Si la couverture est réussie et tire l’œil, on me permettra je suppose de ne pas l’apprécier. Il s’agit d’un recueil de textes plus ou moins courts ou plus ou moins longs. Le troisième de l’auteur, et il a obtenu le Prix Imaginales 2019 (prix littéraire créé en mai 2002 et décerné lors du festival du même nom qui se déroule chaque année à Épinal, dans les Vosges. Il récompense les meilleures œuvres de fantasy de l’année dans six catégories).

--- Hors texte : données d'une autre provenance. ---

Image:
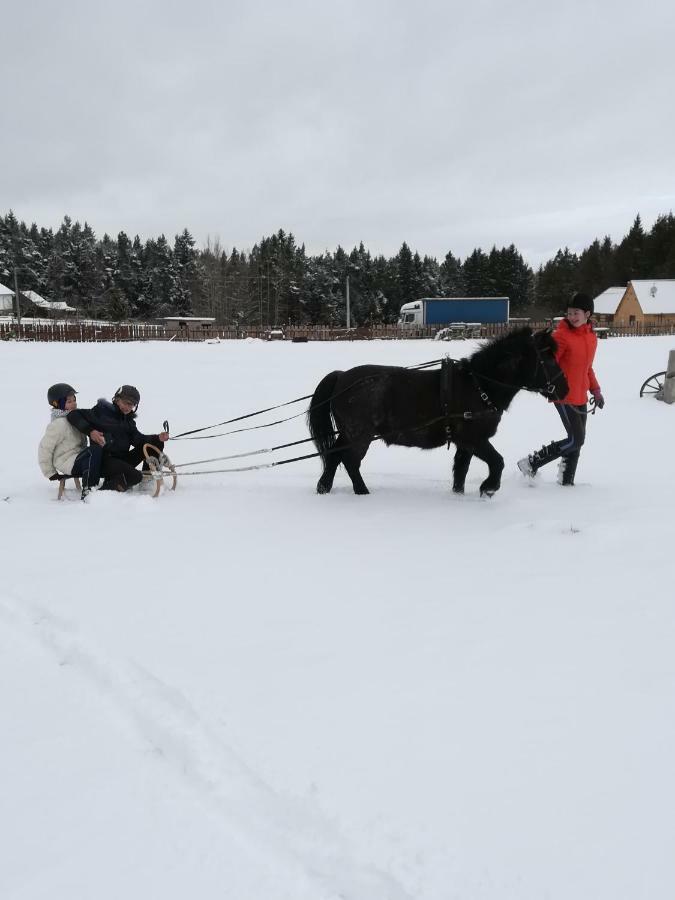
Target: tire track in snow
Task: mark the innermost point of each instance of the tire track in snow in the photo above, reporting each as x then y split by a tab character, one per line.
281	830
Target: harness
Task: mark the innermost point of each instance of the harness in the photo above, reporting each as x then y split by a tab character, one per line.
451	367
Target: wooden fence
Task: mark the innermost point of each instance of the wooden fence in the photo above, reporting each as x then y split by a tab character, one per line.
99	332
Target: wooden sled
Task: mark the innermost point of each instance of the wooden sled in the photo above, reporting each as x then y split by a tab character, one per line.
62	485
159	467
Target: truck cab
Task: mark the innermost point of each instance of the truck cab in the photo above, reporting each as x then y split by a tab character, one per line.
411	314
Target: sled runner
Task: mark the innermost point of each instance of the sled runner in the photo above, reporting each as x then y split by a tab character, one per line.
62	485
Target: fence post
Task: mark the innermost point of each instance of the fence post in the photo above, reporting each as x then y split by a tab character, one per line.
669	383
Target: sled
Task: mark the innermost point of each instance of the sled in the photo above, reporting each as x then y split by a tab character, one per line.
62	485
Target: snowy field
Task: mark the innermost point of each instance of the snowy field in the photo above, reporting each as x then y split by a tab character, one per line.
245	690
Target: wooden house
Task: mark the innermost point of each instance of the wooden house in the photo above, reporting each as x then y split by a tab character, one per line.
647	302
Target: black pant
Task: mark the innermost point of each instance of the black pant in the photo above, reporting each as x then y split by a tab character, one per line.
574	419
120	472
87	465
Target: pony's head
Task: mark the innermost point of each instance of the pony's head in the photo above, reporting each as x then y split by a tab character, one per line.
548	378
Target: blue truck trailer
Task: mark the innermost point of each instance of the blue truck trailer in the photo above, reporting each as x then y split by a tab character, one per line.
451	310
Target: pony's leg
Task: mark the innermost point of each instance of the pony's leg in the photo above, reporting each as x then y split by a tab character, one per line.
352	462
495	462
330	463
460	467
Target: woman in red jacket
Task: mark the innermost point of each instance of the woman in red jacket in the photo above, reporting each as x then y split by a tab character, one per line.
576	342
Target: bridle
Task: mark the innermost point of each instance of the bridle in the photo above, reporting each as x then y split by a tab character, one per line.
550	386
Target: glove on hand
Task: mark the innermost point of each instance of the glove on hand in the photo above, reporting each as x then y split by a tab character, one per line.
598	400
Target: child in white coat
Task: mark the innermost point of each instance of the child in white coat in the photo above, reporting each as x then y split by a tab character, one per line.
63	450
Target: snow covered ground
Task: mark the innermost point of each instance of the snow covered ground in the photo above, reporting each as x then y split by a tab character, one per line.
250	691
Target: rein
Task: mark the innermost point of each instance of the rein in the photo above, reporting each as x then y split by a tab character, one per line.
186	435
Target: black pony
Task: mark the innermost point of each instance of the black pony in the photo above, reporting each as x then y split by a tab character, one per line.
462	402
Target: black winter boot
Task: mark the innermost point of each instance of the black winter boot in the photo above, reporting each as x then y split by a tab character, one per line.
530	464
567	469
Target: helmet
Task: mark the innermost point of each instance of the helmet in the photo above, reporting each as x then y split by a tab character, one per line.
128	392
581	301
58	392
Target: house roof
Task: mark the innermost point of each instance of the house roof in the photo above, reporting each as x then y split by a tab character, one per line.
188	319
35	298
655	296
607	302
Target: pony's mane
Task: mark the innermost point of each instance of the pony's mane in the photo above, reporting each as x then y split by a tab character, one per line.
501	348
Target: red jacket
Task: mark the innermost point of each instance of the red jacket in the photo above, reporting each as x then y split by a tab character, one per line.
576	350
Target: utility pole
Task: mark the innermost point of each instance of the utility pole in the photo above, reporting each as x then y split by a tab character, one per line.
349	317
16	296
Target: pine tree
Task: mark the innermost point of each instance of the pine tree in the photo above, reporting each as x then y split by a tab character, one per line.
630	254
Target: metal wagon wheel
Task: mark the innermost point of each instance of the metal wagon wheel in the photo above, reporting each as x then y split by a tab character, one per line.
653	384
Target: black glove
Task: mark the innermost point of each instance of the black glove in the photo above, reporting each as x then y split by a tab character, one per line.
598	400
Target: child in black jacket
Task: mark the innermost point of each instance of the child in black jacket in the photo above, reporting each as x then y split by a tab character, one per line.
113	427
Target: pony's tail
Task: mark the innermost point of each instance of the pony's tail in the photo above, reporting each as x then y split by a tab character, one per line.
319	417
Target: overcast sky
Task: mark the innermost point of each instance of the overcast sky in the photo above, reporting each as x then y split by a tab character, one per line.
447	125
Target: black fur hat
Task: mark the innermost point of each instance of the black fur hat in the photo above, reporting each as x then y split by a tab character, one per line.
581	301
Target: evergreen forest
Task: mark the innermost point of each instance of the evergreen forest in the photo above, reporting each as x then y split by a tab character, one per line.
278	282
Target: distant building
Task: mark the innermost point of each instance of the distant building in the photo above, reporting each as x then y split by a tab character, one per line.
52	306
6	299
607	303
647	302
191	324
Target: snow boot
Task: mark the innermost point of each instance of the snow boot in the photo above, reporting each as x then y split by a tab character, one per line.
567	470
530	464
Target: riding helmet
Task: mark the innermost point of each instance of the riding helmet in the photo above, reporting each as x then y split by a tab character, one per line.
128	392
59	392
581	301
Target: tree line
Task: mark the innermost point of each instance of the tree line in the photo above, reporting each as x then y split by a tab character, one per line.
277	282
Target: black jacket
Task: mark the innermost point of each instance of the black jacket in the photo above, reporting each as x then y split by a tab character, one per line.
120	430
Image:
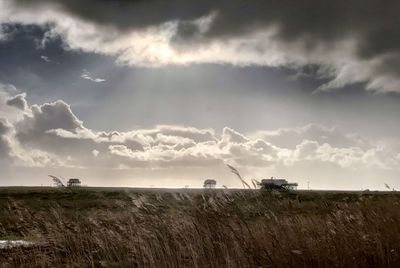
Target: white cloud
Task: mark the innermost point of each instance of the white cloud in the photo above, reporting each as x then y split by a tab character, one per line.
88	76
253	41
51	135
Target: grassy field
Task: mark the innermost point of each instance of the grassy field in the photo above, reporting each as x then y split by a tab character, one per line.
117	227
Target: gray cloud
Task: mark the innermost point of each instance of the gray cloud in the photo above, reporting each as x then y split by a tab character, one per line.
88	76
52	131
18	101
352	42
5	147
52	137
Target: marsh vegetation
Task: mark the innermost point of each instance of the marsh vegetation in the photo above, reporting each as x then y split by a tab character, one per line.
199	228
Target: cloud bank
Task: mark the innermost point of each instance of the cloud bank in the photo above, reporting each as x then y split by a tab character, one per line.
50	135
350	42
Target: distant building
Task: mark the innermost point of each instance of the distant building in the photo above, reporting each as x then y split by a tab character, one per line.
74	182
210	184
277	184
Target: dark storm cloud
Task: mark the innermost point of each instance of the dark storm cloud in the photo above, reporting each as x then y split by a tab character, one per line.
374	23
18	101
351	41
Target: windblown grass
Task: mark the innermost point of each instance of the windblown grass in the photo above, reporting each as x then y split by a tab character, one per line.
217	228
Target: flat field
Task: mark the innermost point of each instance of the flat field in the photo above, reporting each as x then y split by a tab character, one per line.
130	227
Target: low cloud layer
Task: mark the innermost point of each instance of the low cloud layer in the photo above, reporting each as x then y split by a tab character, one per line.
350	42
50	135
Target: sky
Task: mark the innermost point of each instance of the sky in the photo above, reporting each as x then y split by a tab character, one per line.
167	93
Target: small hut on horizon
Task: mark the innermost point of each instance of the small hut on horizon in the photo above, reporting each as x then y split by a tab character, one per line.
210	184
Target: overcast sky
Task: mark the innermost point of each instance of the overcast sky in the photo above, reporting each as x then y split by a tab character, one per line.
166	93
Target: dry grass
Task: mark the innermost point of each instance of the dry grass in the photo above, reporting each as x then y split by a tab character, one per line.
200	229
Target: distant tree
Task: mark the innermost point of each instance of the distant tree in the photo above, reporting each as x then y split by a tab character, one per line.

Vous le savez, je n’aime pas trop les introductions qui vous expliquent comment vous devez lire ce qui les suit, je n’aime pas trop non plus ces courts textes qui précèdent/présentent ce que vous allez lire… Là, l’introduction est signée de l’auteur et tâche avec humour de nous dire d’où vient le titre du recueil et après un conte bizarre il nous présente où et comment sont nés les textes qui suivent. On pourrait résumer son introduction à un texte supplémentaire, une prime. Avant de vous parler d’un ou deux textes en particulier, je voudrais dire que ceux donnés à lire ici devraient être proposés en lecture obligatoire à tous les apprentis écrivains et ce pour deux raisons. D’abord parce que l’auteur y montre un sens aigu de l’ellipse et ensuite à cause de l’économie de moyen mise en œuvre : le minimum de mots pour une efficacité maximum. Et on comprend ce que cela représente pour le genre traité. Je vais vous parler de deux textes de ce recueil. Le premier s’intitule « Clic-Clac, le sac qui claque », pourquoi celui-là ? Parce qu’il ne peut être raconté que de manière biaisée. C’est l’histoire d’un jeune adulte qui écrit des histoires qui font un peu peur et à qui un jeune garçon demande de lui raconter une histoire pour l’aider à s’endormir… Faites une expérience, lisez ce texte à trois voix : un récitant, le jeune adulte et l’enfant, et observez l’attitude des spectateurs. J’ai choisi le deuxième tout simplement parce que j’aime beaucoup Ray Bradbury, il s’intitule « L’homme qui a oublié Ray Bradbury ». Il fait largement référence à la fin du roman « Fahrenheit 451 » (la température à laquelle le livre s’enflamme). Vous avez le choix entre le livre de Ray Bradbury et le film de François Truffaut. Et cela je pense vous donnera beaucoup à réfléchir…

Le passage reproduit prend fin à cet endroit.